“And you smiled” sung by Matt Monro was played on the morning radio programme. As a twelve year old, I would have turned it off immediately, it had seemed wrong that the tune should become associated with words I would have described as “soppy”.
The tune was “Eye Level”, played by the Simon Park Orchestra; it was a record that sold over a million copies and topped the British charts for four weeks, but I was not interested in its place in the charts, the tune for me meant the television detective series “Van der Valk”. TV police series were a passion in childhood days, the opening bars of the theme music of “Z Cars” still recall the devoted attention paid to each episode. “Van der Valk”, though, was different, it was set in Amsterdam: it had characters whose names were exotic; it had scenes from a city that made 1970s England look dull and drab; it had criminals altogether more sophisticated than those who appeared in “Z Cars”, “Softly, Softly” or “Dixon of Dock Green”.
Of course, “Van der Valk” was a British detective series set in Holland. Amsterdam created the possibility of story lines, particularly those involving international crime, that would have been less credible in an English city. Commisaris Piet van der Valk might have had a Dutch rank and name, but he was played by English actor Barry Foster. Whatever the realities, though, the programme was one to discuss with school friends the following day.
Almost twenty years after its first appearances, in 1972-73, “Van der Valk” enjoyed a revival in 1991-92, during which time Piet van der Valk had been joined in the Amsterdam police force by his son Wim. The viewing seemed as compelling as it had been two decades previously, though perhaps there was more than a tinge of sentimentality in watching a programme that had been so well known in more youthful days. Two of us watched the 1990s “Van der Valk”, our son Michael had been born in 1990 and I would sit with him beside me as the stories unfolded. “Watch Commisaris van der Valk, Mikey, you can learn stuff from him”.

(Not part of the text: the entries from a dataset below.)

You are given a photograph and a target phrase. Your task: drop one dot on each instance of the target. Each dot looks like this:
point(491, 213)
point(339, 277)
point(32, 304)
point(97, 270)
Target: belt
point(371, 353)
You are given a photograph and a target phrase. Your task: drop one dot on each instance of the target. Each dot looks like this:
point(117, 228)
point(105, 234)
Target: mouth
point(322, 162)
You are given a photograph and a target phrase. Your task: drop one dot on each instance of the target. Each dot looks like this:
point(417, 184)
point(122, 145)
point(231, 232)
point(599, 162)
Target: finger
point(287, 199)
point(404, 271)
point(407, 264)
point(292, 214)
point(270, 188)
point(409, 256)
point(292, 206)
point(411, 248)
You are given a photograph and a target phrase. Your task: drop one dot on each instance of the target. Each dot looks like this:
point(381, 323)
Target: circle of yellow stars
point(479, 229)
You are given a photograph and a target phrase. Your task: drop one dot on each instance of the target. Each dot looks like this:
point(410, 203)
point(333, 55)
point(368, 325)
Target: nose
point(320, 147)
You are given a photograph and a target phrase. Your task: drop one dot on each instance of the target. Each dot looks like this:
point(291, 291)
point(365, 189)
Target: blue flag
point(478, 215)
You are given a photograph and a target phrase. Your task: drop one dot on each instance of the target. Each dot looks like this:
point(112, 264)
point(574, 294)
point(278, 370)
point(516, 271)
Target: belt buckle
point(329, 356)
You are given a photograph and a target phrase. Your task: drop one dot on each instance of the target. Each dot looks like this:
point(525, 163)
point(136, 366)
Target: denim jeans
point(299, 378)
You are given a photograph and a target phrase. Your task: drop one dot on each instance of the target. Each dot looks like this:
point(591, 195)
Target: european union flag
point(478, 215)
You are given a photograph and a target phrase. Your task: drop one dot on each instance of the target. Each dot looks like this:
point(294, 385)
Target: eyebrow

In January of this year, An Garda Síochána, the Irish police force, began recruitment of new officers for the first time since 2008. Mikey was one of 25,000 applicants; the first round test took him through to the last 5,000, in the second round test he reached the last six hundred applicants. On Wednesday of this week, he faces the third round of tests; the tension is far greater than that of any episode of “Van der Valk” – and there was probably not much to learn from a 1970s cop series that could be applicable to 21st Century policing.